Wilma Dierx wint Tour de France Footrace

Door Dik Jagersma

Lees hier het eerste deel


De groep bij de Eiffeltoren. Links vooraan Wilma, Jenni, en vierde van links Jannet. Achterste rij tweede van links Dave Boone.

Na zes weken lopen kwam er zondag 9 augustus bij de Eiffeltoren een einde aan de Tour de France Footrace. Voor de drie Nederlandse deelneemsters werd deze etappeloop over ruim 2800 km in 43 dagen een groot succes. Wilma Dierx, Jannet Lange en Jenni de Groot bereikten niet alleen de finish, ze legden ook nog eens beslag op alle podiumplaatsen. Wilma Dierx won deze Tour de France met grote voorsprong, net als de Japanner Takasumi Senoo dat deed bij de mannen.
 

Eerste deel vooral hitte, tweede deel meer fysieke en mentale problemen

Toen de tocht bijna halverwege was, hebben we op deze site een eerste overzicht gegeven van de ontwikkelingen. Van de 25 gestarte deelnemers hadden toen al elf lopers één of meerdere etappes niet voltooid, waarmee ze automatisch uit het klassement vielen. Ook de twee Nederlandse mannen behoorden tot die vroege uitvallers. De meeste uitvallers waren vooral in de problemen gekomen door de aanhoudende hitte. Ook in de tweede helft zouden de lopers nog heel wat warmte voor de kiezen krijgen, maar op weg naar Bordeaux viel er voor het eerst regen. Langs de Atlantische kust was er ook meer kans op een verkoelend briesje, en konden de nachten zelfs vochtig en koud zijn. In diverse verslagen komt er die laatste weken een reeks aan overbelastingsblessures voorbij: kuitspieren, pijnlijke voetheffers, shin splints, opgezwollen enkels, pijn in knie of heup. Ook komen kneuzingen langs, bijvoorbeeld door valpartijen over stenen of boomwortels, en natuurlijk de gebruikelijke maagdarmperikelen. Al die fysieke problemen hebben ook weer invloed op het mentale vlak, en zo zie je soms hele grillige patronen ontstaan in de daguitslagen van lopers. Sommigen bezorgden zichzelf extra problemen doordat ze teveel naar hun positie in het klassement bleven kijken. De mannen hadden daar overigens veel meer last van dan de vrouwen.  

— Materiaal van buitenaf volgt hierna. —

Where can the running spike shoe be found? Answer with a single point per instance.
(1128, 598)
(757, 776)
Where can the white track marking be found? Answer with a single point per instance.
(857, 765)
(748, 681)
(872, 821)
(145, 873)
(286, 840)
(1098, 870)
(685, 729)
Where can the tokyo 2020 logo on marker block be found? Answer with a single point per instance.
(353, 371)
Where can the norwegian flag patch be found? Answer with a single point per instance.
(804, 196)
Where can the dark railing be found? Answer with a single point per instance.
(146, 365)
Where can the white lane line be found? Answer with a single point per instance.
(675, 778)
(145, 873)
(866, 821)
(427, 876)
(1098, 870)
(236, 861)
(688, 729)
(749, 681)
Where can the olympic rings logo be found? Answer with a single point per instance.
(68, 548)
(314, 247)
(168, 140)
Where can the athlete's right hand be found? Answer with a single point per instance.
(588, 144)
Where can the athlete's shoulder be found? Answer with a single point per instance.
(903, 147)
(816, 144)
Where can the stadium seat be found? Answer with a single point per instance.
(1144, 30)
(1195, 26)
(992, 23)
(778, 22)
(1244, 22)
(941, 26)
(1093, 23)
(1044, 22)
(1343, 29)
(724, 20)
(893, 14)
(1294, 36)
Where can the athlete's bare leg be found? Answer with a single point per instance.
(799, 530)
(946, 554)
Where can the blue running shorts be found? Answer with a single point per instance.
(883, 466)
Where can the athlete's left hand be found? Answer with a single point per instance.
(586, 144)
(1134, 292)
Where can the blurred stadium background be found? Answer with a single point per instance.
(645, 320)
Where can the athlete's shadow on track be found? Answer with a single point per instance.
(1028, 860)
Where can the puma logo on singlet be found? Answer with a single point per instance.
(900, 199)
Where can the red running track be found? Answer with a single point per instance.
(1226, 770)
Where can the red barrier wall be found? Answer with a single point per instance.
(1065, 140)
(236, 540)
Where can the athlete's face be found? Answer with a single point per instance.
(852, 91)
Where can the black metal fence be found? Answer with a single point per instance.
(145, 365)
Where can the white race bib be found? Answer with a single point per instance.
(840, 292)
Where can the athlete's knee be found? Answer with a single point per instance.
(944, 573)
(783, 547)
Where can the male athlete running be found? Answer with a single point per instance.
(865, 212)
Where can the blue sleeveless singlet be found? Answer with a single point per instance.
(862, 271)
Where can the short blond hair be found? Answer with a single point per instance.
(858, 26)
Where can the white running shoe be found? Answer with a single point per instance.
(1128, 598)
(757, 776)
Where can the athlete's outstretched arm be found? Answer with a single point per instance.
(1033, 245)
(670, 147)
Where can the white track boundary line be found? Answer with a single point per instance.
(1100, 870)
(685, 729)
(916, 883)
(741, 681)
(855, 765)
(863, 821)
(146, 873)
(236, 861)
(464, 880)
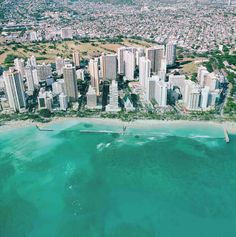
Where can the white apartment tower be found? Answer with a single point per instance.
(129, 60)
(63, 101)
(155, 55)
(59, 65)
(91, 98)
(113, 102)
(144, 71)
(76, 58)
(71, 89)
(171, 54)
(15, 90)
(94, 73)
(161, 93)
(108, 66)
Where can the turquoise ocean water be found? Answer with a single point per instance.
(159, 182)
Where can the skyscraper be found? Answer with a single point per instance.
(155, 55)
(76, 58)
(91, 98)
(29, 79)
(204, 97)
(15, 90)
(108, 66)
(161, 93)
(70, 82)
(94, 73)
(121, 59)
(19, 64)
(129, 60)
(170, 54)
(59, 65)
(113, 95)
(45, 99)
(144, 71)
(43, 71)
(63, 101)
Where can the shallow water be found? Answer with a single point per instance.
(167, 181)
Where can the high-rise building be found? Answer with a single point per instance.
(19, 64)
(94, 73)
(63, 101)
(113, 95)
(129, 60)
(45, 99)
(204, 97)
(91, 98)
(32, 61)
(43, 72)
(59, 65)
(151, 88)
(76, 58)
(58, 87)
(80, 74)
(15, 90)
(155, 55)
(139, 53)
(192, 95)
(70, 82)
(29, 79)
(144, 71)
(161, 93)
(121, 59)
(171, 54)
(108, 66)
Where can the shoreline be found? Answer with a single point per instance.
(12, 125)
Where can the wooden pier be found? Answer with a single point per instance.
(226, 135)
(105, 131)
(43, 130)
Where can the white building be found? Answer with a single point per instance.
(94, 73)
(91, 98)
(171, 53)
(80, 74)
(70, 82)
(63, 100)
(19, 64)
(204, 97)
(155, 55)
(43, 71)
(129, 60)
(161, 93)
(144, 71)
(76, 58)
(59, 65)
(45, 99)
(58, 87)
(121, 59)
(108, 66)
(113, 102)
(15, 90)
(30, 79)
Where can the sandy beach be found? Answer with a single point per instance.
(9, 125)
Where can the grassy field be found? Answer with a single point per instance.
(47, 52)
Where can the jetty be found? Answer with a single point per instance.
(100, 131)
(105, 131)
(43, 129)
(226, 135)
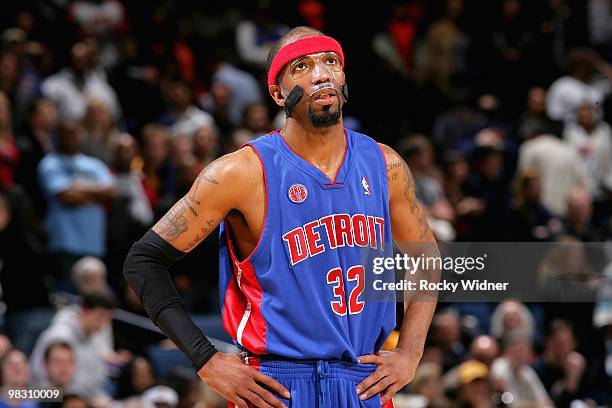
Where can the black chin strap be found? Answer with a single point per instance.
(297, 93)
(293, 98)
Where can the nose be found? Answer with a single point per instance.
(320, 73)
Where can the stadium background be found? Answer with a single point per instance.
(499, 107)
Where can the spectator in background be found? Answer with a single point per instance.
(534, 116)
(136, 377)
(86, 328)
(100, 133)
(483, 349)
(446, 335)
(24, 270)
(558, 165)
(513, 374)
(159, 172)
(476, 389)
(182, 116)
(89, 274)
(567, 93)
(103, 20)
(15, 374)
(34, 143)
(592, 139)
(72, 87)
(243, 90)
(561, 367)
(75, 186)
(512, 317)
(418, 153)
(255, 37)
(59, 362)
(529, 219)
(9, 155)
(206, 145)
(578, 220)
(256, 122)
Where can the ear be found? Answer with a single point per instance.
(277, 94)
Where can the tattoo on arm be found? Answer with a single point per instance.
(393, 171)
(210, 172)
(174, 223)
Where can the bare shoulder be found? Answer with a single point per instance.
(239, 168)
(395, 163)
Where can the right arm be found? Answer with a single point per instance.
(216, 191)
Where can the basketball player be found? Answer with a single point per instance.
(302, 212)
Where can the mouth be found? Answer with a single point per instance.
(325, 96)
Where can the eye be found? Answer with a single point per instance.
(300, 66)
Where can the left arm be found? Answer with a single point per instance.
(412, 235)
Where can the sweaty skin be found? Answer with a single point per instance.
(233, 188)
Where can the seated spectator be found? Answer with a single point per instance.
(418, 153)
(580, 84)
(182, 115)
(100, 133)
(512, 317)
(75, 186)
(476, 389)
(512, 373)
(9, 155)
(86, 328)
(72, 87)
(160, 396)
(446, 335)
(529, 219)
(558, 165)
(534, 116)
(89, 274)
(24, 271)
(59, 361)
(561, 367)
(14, 370)
(483, 349)
(592, 139)
(34, 143)
(136, 377)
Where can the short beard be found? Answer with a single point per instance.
(324, 119)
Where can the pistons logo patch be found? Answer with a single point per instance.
(297, 193)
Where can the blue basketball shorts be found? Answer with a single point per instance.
(319, 383)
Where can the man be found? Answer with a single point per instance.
(76, 187)
(304, 210)
(86, 328)
(59, 365)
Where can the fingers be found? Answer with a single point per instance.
(272, 384)
(376, 388)
(369, 359)
(387, 394)
(266, 397)
(260, 402)
(369, 381)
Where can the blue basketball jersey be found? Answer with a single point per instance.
(300, 293)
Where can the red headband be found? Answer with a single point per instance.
(304, 46)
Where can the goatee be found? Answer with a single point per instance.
(326, 118)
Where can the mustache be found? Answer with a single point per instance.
(327, 85)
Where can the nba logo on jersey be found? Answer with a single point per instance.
(297, 193)
(366, 186)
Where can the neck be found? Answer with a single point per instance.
(324, 148)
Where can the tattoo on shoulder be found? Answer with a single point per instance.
(415, 208)
(393, 170)
(209, 174)
(174, 223)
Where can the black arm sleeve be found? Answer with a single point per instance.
(146, 270)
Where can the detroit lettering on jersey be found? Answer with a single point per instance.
(333, 231)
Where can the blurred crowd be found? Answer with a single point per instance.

Wilma Dierx, winnares van de Tour

Wilma Dierx etaleert een groeiende vorm, verliest haar voortanden en wint overtuigend

De Japanse Hiroko Okiyama die in de derde week nog een voorsprong van twee uur op Wilma Dierx had, maakte daarna een bijzonder ongelukkige fase mee. In de negentiende etappe loopt ze vele kilometers om, en krijgt daarbij ook nog last van een spier in de knieholte. De volgende dag kan ze nauwelijks meer lopen, en komt ze hinkend en wandelend ver na alle anderen binnen. Haar voorsprong van twee uur is in twee dagen omgeslagen in een achterstand van drie uur. Met de moed der wanhoop knokt ze nog een paar dagen door, waarbij ze steeds uren na de anderen binnen komt. In etappe 23 valt voor haar het doek als ze 's avonds zo laat de finish bereikt dat er nauwelijks tijd voor een fatsoenlijke nachtrust over blijft, terwijl de blessure geen verbetering laat zien. Juist in die periode gaat Wilma steeds soepeler lopen. Haar kuitklachten verdwijnen geleidelijk, het tempo gaat weer omhoog, en de voorsprong op de drie overgebleven vrouwen groeit gestaag. In de laatste weken zal ze steeds vaker in de tweede groep van de snellere lopers van start gaan. Aan het begin van de vijfde week lijkt het echter even fout te gaan. Als Wilma na de dertigste etappe de camping op loopt merkt ze niet dat de slagboom net naar beneden gaat. Ze krijgt die slagboom vol in haar gezicht, en verliest daar beide voortanden bij. Een tandarts in de buurt zet er nog diezelfde middag twee tijdelijke vervangers in. Ook door deze onverwachte tegenslag met pijn en ongemak is Wilma niet uit haar evenwicht te brengen. Met haar "Always look on the bright side of life"-instelling weet ze 's avonds al weer een lach op het gezicht te toveren. De dagen daarna controleert ze bij het passeren van ramen of autospiegels regelmatig of haar neptanden nog wel op de plaats zitten. En bij het drinken moet ze er steeds even aan denken dat ze het dopje van de bidon niet met de tanden los mag maken. In de laatste week gaat haar loopsnelheid weer verder omhoog, net als bij een paard dat de stal ruikt. Met deze fraaie winst in de Tour de France Footrace heeft Wilma (die al twee keer finishte in de Spartathlon en houdster is van het Nederlands Record op de 24 uur) opnieuw een prestatie neergezet die internationaal gezien mag (en zal) worden. Ze treedt ook in de voetsporen van Ria Buiten, die de Trans Europa Footrace van 2012 wist te winnen.  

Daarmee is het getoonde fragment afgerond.